Regarding its expensive valuation, the stock currently trades at 36.2 times trailing earnings, well above the electric American utility industry average of around 23.7 times. The low beta of 0.46 — implying less volatility than the S&P 500 (SPX) — and healthy 2.25% dividend yield are great “sweeteners.” However, I do think there are more value-rich plays in the green-energy space.

What is the Price Target for NEE Stock?

Wall Street is incredibly bullish, with a “Strong Buy” consensus rating comprised of 12 unanimous Buy ratings. The average NEE stock price target of $95.50 implies a solid gain of 28% from its current price.

Northland Power (TSE:NPI) is a well-run Canadian renewable energy firm that’s a powerhouse when it comes to wind power. Its offshore wind development could help power solid gains for investors over the long haul. The firm has a guide for 10% in adjusted EBITDA for the full year. Looking further out, I expect NPI could maintain growth in such a range, even as the bar is lowered on industry growth rates as a result of high rates and other headwinds affecting renewable power plays.

With a 12.7 times trailing earnings multiple (that’s considerably lower than the Canadian electric utility industry average of 26.8 times), a 3.4% dividend yield, and a growth pipeline that’s still strong despite recent headwinds, I remain bullish on the firm’s long-term prospects.

Nearer term, however, the business has felt more headwinds than tailwinds (forgive the pun), with the toxic mix of inflation (higher input costs) and higher interest rates (increasing the costs of borrowing).

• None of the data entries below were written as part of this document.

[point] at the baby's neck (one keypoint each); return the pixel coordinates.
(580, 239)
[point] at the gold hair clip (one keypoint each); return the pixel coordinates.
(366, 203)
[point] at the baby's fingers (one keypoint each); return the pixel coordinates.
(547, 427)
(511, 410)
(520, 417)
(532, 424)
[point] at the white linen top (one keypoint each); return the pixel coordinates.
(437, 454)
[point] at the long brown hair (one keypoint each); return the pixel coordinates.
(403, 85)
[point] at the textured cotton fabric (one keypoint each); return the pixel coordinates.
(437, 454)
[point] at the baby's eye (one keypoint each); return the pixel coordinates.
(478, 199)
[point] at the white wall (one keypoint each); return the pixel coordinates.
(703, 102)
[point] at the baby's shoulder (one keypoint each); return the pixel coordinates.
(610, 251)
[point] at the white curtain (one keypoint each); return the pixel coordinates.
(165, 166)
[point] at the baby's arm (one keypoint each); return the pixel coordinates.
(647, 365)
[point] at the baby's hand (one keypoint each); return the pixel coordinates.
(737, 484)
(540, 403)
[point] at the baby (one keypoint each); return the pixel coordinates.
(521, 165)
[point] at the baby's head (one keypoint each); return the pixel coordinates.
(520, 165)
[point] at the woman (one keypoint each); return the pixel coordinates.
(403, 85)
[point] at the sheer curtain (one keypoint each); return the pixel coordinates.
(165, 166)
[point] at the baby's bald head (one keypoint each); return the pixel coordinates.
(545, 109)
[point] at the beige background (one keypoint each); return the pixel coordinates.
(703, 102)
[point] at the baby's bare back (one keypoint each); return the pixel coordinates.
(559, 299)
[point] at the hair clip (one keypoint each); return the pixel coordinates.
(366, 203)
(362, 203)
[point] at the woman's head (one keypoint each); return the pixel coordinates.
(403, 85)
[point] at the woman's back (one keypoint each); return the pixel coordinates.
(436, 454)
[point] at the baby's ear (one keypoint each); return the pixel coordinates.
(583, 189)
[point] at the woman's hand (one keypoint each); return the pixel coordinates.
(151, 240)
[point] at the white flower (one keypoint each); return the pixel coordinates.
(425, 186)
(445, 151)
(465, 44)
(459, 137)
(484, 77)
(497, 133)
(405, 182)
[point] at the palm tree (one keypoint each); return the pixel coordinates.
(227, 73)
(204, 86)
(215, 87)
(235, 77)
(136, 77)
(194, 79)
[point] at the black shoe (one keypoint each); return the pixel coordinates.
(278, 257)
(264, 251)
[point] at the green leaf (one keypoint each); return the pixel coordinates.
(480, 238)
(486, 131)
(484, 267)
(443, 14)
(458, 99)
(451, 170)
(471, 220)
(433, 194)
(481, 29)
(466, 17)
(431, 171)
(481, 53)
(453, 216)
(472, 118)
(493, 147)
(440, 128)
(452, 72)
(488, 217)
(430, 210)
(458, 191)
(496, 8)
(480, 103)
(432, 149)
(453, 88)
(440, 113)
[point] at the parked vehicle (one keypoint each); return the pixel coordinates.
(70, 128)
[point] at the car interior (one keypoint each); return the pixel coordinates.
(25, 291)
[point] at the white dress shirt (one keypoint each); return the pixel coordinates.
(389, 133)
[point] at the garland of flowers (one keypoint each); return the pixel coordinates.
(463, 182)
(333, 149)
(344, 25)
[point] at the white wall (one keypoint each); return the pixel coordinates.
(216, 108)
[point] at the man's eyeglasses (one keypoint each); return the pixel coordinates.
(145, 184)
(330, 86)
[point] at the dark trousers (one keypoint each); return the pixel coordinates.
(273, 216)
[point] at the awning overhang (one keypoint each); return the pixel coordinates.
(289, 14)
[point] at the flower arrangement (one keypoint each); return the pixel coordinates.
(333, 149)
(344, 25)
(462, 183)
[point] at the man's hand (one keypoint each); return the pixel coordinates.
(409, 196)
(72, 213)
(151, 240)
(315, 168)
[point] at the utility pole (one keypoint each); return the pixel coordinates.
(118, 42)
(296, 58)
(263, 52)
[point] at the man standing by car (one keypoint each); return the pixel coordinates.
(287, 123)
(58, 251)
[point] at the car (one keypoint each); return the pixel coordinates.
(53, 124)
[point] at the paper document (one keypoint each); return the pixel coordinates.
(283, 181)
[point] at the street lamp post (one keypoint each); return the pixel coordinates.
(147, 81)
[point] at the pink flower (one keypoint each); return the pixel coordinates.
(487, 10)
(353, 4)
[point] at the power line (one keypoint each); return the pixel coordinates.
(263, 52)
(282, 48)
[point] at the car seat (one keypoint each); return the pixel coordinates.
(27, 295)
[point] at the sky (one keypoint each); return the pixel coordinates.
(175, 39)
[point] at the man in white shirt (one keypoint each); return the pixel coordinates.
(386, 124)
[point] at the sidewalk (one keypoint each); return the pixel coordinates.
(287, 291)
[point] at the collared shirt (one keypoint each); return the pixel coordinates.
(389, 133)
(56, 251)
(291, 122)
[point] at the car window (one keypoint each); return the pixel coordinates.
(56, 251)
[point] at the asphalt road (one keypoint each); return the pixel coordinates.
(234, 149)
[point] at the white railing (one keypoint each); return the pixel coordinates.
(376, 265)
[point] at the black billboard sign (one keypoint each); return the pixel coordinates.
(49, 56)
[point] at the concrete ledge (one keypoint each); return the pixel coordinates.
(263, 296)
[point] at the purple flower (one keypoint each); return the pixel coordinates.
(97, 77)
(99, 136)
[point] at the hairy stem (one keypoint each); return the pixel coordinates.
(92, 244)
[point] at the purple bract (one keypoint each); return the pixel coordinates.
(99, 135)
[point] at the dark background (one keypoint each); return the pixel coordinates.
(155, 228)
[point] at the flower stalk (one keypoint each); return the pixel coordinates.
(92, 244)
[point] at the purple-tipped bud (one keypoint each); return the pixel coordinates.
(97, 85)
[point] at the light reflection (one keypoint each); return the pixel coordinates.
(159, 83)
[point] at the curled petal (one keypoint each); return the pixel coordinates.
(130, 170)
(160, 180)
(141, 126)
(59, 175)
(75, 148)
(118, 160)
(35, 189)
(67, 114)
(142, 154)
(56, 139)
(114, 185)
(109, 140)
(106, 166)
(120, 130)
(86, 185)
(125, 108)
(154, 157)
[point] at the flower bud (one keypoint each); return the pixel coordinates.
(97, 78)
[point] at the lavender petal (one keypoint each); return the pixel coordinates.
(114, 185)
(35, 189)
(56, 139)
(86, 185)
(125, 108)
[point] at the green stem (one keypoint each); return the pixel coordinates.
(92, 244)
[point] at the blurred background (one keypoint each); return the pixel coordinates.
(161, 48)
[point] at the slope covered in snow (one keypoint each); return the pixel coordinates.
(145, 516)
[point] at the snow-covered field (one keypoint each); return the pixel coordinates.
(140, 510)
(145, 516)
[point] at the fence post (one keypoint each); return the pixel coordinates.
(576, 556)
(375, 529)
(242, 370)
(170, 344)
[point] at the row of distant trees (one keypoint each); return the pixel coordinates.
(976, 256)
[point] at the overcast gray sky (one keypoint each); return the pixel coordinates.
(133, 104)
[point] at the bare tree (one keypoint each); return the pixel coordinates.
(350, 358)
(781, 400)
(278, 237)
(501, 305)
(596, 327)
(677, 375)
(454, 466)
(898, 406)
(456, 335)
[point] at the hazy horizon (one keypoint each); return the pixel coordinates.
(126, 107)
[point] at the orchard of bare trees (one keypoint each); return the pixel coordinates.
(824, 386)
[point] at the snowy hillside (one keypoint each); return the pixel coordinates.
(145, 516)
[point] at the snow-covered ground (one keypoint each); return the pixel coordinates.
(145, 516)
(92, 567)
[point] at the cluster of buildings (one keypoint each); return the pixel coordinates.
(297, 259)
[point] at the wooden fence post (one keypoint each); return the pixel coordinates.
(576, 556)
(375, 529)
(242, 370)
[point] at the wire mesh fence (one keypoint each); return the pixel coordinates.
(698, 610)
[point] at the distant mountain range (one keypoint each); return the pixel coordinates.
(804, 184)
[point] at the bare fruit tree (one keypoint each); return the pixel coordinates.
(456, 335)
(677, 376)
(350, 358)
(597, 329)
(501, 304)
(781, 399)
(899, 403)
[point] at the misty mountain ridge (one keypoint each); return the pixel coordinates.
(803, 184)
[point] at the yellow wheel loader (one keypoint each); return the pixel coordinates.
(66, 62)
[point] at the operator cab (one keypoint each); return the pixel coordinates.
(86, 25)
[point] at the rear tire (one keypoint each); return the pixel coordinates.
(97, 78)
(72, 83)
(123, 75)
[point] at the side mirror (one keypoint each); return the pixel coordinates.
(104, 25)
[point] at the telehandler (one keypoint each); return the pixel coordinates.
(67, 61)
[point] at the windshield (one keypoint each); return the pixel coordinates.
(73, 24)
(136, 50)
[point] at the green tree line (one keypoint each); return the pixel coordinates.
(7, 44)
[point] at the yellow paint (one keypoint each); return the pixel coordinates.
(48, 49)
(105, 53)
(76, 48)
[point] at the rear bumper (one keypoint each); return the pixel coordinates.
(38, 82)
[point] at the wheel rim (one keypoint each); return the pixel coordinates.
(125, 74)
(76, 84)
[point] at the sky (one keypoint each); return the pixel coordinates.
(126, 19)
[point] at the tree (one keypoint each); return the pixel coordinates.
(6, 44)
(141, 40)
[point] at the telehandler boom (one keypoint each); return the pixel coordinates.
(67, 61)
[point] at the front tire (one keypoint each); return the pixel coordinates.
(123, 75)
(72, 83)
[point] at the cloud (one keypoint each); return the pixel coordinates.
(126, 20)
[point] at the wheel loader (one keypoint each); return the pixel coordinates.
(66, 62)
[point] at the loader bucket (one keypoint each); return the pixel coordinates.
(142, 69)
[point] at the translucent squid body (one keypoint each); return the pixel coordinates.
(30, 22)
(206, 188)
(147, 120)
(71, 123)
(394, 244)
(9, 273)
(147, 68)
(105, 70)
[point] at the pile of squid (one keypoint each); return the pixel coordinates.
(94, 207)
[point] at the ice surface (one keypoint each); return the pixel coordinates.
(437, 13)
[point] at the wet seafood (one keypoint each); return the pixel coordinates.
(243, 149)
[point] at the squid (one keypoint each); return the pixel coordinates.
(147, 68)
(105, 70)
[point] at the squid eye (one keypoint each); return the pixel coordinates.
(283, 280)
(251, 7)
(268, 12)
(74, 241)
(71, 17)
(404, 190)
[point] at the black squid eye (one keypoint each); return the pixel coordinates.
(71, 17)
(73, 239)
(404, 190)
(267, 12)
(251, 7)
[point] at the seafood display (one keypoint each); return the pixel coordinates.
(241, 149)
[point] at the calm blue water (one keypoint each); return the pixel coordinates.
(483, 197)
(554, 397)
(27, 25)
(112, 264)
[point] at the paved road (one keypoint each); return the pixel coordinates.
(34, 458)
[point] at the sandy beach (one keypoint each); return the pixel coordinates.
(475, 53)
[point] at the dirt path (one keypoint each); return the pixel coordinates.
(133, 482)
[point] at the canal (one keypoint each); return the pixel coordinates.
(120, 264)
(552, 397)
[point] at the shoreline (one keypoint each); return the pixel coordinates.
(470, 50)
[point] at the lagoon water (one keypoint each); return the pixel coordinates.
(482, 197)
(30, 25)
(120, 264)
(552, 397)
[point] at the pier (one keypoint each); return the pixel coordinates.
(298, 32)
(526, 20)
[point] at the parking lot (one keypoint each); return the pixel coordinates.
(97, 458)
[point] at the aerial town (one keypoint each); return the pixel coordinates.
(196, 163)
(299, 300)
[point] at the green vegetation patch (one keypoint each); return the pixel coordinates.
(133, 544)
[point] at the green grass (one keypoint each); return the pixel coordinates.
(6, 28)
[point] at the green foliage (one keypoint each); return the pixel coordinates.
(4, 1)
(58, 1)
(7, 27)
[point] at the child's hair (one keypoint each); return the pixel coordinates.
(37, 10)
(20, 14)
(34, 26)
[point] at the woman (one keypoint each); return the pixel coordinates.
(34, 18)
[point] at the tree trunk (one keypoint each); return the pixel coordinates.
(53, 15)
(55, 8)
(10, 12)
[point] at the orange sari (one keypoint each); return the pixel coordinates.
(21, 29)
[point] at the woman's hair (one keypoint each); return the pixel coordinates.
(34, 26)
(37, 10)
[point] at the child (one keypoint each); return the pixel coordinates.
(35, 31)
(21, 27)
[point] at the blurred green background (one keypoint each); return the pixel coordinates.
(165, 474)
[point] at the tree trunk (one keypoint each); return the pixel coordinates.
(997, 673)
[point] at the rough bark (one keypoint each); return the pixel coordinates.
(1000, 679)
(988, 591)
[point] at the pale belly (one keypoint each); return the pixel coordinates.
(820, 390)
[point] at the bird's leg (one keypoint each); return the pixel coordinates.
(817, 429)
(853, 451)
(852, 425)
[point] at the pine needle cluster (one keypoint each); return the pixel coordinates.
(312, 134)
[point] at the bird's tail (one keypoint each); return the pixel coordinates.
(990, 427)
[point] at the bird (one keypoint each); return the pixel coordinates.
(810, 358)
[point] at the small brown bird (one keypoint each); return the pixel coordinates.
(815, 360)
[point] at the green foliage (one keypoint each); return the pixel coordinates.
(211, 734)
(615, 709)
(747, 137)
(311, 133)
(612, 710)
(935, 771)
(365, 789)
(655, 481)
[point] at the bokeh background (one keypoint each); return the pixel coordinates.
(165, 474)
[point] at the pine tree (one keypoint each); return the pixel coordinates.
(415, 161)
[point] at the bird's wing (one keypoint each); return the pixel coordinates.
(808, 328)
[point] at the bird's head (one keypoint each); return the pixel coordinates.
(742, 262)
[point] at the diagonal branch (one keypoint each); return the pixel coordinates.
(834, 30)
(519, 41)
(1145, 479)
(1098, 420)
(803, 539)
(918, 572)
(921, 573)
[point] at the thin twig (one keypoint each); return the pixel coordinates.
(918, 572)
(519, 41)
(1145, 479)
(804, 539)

The macro pressure has worked its way into the share price, with NPI stock (the Canadian shares) tumbling from just north of C$50 per share to as low as C$35 and change. At writing, shares are off more than 28% from peak levels.

In the meantime, Northland may need to take steps to improve its financial wiggle room amid macro-related pressures. Northland is considering divesting its stake in the Hai Long offshore wind project to shore up cash for other works in the pipeline.

Sure, Northland is a lesser-known renewable play, but one that Wall Street expects great things from. Personally, I think the risk/reward is among the most compelling of the clean-energy plays, making it worth traveling north of the border (to the TSX) for.

What is the Price Target for NPI Stock?

Northland has not been immune to the macro headwinds. Still, the firm has done a respectable job of managing through the chaos. Wall Street is incredibly bullish, with a “Strong Buy” consensus rating comprised of six Buys and one Hold. The average NPI stock price target of $46.50 implies a solid gain of 30.1% from its current price.

The Takeaway

NextEra Energy and Northland Power are very intriguing plays to bet on the clean energy shift while their share prices are down and out. Between the two, Wall Street sees more gain to be had in Northland Power stock.

NextEra is a more mature play that has bright prospects with its solar projects, while Northland’s wind projects should benefit greatly over the next five years as macro headwinds fade.